After a pause, Melusina nodded, and sighed. “I should have known you were coming. I had honestly lost track of how long it has been. Eighteen years! My my.”

Beatrice stood. “Perhaps we should get going. I’ve left her on her own, and I’m worried.”

There was a knock, and then a young girl came in carrying a tea tray. She placed it on the small table beside Melusina, and left.

“Oh look! The tea’s here. Shall I be Mother?” She started pouring the tea into the two cups.

“We don’t have time for tea. We need to go.”

“Come now Bea! You always were a stick in the mud. Trust me, there is always time for tea. Now sit.”

Beatrice reluctantly resumed her seat. She left her tea untouched.

“So Bea, how have you been? Keeping well?”


They sat for what seemed to Beatrice, like an eternity. Neither saying anything.

All of a sudden. Melusina stood up.

“Oh my goodness. I’m such a scatterbrain today. I just have to go and see to something. I won’t be long. Drink your tea.”

With that she left.

Frustrated, Beatrice waited. While she waited she looked around the office. It had been a long time since she had been here. She had sat in this very chair, holding a newborn babe in her arms. She, Melusina and a few trusted others had gathered here to make plans, and decide what to do next. It had been Melusina that had suggested Murpodompous as a good place to hide.

Melusina had been a teacher to all the royal children. She was particularly skilled in the ways of the Amethyst arts and had shown countless others with the gift how to harness and control it. This was why she was here, it was only a matter of time before Mae started to come into her power.
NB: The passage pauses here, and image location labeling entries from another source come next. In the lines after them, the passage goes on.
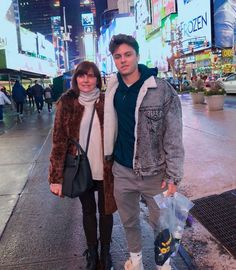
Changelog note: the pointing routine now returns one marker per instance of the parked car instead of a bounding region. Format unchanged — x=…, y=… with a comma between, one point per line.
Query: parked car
x=229, y=84
x=210, y=79
x=224, y=76
x=174, y=82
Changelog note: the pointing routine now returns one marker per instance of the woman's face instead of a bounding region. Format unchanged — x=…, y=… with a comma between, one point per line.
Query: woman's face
x=86, y=82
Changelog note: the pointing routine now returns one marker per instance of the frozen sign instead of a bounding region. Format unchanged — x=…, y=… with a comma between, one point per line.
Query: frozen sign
x=87, y=19
x=194, y=20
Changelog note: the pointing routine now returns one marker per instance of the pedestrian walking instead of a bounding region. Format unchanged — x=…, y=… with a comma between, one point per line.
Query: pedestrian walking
x=38, y=91
x=143, y=133
x=19, y=97
x=3, y=100
x=48, y=97
x=30, y=96
x=73, y=115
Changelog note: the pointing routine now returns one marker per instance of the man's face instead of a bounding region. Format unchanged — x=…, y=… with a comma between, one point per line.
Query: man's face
x=126, y=59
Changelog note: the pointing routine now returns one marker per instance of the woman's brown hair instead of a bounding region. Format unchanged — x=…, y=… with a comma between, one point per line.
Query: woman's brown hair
x=83, y=68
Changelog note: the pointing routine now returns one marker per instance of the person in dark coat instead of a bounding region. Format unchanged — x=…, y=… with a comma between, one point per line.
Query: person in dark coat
x=19, y=96
x=48, y=97
x=73, y=115
x=30, y=96
x=38, y=91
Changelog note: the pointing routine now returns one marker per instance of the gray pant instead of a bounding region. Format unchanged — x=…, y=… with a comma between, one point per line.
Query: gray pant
x=127, y=190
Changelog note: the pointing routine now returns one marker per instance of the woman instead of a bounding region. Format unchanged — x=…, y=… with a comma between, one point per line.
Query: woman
x=73, y=115
x=48, y=97
x=3, y=100
x=19, y=97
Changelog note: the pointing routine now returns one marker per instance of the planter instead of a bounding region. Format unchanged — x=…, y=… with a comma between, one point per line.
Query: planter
x=197, y=98
x=215, y=102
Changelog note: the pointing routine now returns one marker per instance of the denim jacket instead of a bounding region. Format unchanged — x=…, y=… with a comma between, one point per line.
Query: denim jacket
x=158, y=144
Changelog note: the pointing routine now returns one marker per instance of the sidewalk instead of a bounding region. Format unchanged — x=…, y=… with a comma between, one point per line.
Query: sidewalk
x=45, y=232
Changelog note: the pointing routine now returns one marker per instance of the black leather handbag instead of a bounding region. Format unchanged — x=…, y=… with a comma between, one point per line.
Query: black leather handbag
x=77, y=172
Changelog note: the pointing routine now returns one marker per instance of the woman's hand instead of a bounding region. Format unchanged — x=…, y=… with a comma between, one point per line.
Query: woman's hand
x=56, y=189
x=172, y=188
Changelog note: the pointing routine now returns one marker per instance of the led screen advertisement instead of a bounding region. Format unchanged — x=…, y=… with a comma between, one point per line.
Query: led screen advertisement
x=169, y=7
x=156, y=13
x=8, y=36
x=224, y=23
x=194, y=23
x=28, y=41
x=161, y=9
x=45, y=47
x=87, y=19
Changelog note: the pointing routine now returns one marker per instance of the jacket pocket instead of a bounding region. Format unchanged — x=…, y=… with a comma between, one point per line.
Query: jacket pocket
x=153, y=116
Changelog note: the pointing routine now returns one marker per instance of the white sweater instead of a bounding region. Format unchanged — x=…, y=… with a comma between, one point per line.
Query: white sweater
x=95, y=153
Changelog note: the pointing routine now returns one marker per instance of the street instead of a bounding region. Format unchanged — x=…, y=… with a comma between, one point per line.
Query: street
x=41, y=231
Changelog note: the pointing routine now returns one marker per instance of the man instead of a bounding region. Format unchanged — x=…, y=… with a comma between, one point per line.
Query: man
x=143, y=132
x=38, y=91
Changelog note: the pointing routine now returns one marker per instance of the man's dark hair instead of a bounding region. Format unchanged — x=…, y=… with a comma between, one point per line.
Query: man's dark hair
x=117, y=40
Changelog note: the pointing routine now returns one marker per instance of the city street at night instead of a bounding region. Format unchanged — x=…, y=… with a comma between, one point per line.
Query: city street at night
x=41, y=231
x=104, y=105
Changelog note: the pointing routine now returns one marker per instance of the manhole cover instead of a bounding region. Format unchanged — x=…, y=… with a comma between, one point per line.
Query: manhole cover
x=218, y=214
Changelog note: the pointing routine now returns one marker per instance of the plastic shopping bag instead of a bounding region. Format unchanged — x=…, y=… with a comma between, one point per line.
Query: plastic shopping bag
x=173, y=214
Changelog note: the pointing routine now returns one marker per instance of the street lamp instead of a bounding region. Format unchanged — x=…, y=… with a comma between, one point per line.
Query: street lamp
x=66, y=38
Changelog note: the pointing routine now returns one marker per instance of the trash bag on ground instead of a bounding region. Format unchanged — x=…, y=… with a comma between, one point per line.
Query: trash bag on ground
x=173, y=214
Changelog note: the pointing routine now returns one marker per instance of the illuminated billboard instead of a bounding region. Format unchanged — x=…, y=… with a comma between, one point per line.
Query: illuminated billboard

Given that both her mother, father and grandmother all had Langstons blood, not to mention that she was the true heir to the throne, her power would be considerable. Also, it was said that while all Langstons possessed some of the Amethyst power, it ran strongest in the royal line, and stronger still on the female line. Mae could potentially be the most powerful queens in centuries, but only if she knew how to control it. At the moment, she was a ticking timebomb.

Melusina came back into the room. Beaming from ear to ear.

“Okay! That’s that taken care of.” She looked at Beatrice. “Why are you still sitting down? We need to get moving. It’s time I saw that girl of yours. Don’t you think. Come on.”

They moved at lightning speed across the city. It was already twilight, and Beatrice realised she had been gone longer than she thought. They got to the hotel, and entered the lobby. Beatrice saw that that dreadful receptionist was gone. The two women climbed the stairs. Beatrice climbing two at a time.

Once they reached the door to their room, she used the knock she had shown Mae earlier. She waited. But there was no response. She tried again. Still nothing. She pressed her ear to the door, trying to see if she could hear anything. Nothing. Maybe the girl was sleeping.

Melusina came behind her and said, “Allow me.” She very quietly hummed a gentle tune, while placing her hand on the door handle. I small click was heard, and then she opened the door. The two women entered, the clearly empty room.

Then the power went out.


The Amethyst Song (Episode Eleven)

Mae was growing tired of being told what to do. Especially since apparently she was still being kept in the dark. They were treating her like a child, and at eighteen she felt she was old enough now to be treated as an adult. She didn’t like being patted on the head and told to ‘just stay here’ while the grown ups went and did stuff.

She was still trying to work her way through the idea that everything and everyone in her life was a lie. The biggest blow was her mother. Intellectually, she could understand that perhaps the whole thing had been for her protection, and that it may even have been an act of love. But, emotionally, she was hurt. Her whole life, her mother was the one constant that she relied on to always be there, and to always tell her the truth.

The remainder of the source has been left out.